The imagined enemy in these competitive wars is usually the Japanese. Their GNP is still only third largest in the world, but it is growing much faster than those of the U.S. and the Soviet Union. And in certain symbolic things Japan has already become No. 1. In 1980 six of the world's ten biggest banks were American; today eight are Japanese and only one American. In that same decade, the Tokyo stock market passed the New York Stock Exchange in total value. Average Japanese per capita income climbed past the U.S. figure. And then the Japanese bought control of Rockefeller Center, Columbia Pictures Entertainment and much of Waikiki Beach.

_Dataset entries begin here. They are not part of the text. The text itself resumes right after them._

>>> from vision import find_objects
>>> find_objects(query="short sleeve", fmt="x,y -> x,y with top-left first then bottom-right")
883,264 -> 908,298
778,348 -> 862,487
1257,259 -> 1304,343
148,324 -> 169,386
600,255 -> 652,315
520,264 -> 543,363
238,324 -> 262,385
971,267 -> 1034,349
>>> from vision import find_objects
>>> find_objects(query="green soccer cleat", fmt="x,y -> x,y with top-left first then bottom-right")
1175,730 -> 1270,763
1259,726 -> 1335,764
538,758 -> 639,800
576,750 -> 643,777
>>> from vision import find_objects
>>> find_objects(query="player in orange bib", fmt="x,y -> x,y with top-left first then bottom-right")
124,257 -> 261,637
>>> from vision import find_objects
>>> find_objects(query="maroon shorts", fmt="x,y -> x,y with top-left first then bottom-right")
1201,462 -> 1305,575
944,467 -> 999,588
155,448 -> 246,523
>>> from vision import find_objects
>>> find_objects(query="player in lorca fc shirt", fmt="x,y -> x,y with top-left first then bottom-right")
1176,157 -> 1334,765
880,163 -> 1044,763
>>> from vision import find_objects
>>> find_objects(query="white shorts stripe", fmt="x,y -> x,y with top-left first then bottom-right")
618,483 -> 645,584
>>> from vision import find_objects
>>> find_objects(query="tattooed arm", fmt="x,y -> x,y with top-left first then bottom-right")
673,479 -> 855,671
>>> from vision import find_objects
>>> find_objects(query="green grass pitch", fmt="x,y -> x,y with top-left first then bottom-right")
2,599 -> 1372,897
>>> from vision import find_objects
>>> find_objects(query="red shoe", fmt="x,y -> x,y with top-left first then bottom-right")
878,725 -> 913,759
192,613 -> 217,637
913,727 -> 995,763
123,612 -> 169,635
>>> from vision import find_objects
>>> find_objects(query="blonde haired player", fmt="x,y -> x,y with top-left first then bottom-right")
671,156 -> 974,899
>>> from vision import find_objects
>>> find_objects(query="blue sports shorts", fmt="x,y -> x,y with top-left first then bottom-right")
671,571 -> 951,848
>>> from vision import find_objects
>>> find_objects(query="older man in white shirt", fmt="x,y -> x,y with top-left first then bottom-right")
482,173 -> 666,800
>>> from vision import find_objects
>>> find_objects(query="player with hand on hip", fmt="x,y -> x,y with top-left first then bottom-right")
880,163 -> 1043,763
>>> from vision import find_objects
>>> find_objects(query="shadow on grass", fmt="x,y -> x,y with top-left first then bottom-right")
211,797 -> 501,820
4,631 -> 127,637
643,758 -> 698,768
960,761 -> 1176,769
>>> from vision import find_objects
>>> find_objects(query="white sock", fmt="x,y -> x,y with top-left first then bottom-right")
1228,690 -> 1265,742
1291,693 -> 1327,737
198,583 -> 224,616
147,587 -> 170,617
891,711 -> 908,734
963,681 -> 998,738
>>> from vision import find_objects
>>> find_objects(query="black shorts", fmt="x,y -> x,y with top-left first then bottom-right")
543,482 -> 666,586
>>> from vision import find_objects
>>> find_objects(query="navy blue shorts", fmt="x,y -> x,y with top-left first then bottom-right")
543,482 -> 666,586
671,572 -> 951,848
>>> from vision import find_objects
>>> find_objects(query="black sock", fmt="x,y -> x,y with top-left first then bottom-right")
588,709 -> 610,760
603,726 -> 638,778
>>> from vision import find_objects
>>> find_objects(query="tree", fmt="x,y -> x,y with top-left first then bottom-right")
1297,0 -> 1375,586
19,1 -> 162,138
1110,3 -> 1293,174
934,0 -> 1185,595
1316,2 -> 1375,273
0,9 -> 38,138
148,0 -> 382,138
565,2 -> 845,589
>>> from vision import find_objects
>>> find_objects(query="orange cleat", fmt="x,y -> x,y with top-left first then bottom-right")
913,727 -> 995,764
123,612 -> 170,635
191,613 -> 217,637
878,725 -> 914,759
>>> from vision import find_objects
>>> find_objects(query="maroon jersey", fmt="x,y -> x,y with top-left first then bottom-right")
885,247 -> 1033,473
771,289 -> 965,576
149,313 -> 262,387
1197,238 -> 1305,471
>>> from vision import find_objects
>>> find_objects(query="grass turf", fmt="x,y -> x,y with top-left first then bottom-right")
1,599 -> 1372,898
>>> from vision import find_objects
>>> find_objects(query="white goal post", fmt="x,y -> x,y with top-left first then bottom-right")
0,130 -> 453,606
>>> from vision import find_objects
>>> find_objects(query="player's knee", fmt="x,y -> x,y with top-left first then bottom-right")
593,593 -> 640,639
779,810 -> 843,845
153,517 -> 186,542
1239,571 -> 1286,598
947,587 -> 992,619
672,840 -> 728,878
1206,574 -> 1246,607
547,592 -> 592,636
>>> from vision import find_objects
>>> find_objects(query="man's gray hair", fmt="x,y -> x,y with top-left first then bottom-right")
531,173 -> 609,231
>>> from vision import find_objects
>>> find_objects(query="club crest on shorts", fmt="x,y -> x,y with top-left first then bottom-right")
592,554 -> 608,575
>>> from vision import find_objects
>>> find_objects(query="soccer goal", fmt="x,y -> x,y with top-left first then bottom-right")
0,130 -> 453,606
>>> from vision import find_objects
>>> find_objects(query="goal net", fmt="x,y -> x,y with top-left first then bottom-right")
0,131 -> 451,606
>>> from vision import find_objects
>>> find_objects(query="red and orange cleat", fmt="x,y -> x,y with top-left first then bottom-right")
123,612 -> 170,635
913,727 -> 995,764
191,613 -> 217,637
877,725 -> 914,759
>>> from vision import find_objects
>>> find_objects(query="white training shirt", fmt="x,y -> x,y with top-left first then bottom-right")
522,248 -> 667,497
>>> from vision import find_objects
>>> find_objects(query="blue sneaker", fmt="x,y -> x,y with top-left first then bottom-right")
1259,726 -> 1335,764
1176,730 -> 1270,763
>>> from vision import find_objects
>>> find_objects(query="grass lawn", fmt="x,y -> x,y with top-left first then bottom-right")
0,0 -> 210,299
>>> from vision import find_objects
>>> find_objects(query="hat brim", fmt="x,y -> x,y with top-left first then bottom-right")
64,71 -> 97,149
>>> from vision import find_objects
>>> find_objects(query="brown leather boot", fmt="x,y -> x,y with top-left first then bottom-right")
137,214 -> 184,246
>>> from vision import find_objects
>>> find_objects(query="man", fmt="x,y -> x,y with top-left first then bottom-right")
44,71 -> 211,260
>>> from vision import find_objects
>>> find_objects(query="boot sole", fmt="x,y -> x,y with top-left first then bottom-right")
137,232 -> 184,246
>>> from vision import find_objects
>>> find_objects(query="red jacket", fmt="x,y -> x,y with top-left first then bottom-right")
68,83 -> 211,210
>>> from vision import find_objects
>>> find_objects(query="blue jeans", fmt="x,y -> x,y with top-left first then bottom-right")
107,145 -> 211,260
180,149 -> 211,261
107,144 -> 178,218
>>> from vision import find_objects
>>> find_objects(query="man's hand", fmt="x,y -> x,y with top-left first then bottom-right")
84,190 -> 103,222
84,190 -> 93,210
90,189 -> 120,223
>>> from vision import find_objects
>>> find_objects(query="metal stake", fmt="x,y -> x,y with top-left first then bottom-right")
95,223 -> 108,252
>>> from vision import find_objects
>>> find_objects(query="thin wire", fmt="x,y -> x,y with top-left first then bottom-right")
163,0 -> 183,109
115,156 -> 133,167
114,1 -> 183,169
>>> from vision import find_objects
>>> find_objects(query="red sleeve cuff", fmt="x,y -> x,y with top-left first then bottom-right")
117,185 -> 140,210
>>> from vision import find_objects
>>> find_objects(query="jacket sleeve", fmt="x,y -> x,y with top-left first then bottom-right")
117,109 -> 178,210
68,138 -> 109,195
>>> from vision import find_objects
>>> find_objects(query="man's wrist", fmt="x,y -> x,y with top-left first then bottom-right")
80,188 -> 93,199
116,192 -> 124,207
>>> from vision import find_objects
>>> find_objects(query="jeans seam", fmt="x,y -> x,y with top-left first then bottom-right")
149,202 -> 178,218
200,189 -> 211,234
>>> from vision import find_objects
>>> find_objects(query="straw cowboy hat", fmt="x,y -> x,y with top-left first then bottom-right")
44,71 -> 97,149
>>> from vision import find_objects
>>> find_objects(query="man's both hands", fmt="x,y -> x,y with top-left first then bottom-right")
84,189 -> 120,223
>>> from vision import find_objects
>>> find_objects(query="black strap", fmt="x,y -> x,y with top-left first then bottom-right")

Such things fill some Americans with a resentful sense that the Japanese are taking over the country, if not the world. But far bigger investments in the U.S. are those of the Europeans, who now face a gigantic opportunity in the collapse of East European communism. In theory, the European Community is supposed to complete its basic economic merger in 1992, when it will have free movement of capital, open borders, no trade barriers among the member nations and a common tariff on outside goods. Some now see difficulties in the new possibility of German reunification and an economic opening to the East. Leaders of the European Community are convinced, however, that the answer to that possibility is not to delay the Western merger but to speed it up. "Time is short," European Commission President Jacques Delors declared in an address at the College of Europe in Bruges. "History is accelerating, and we must accelerate as well."

That may provide some of the best news of the 1990s. As for the bad news, remember Chicken Little.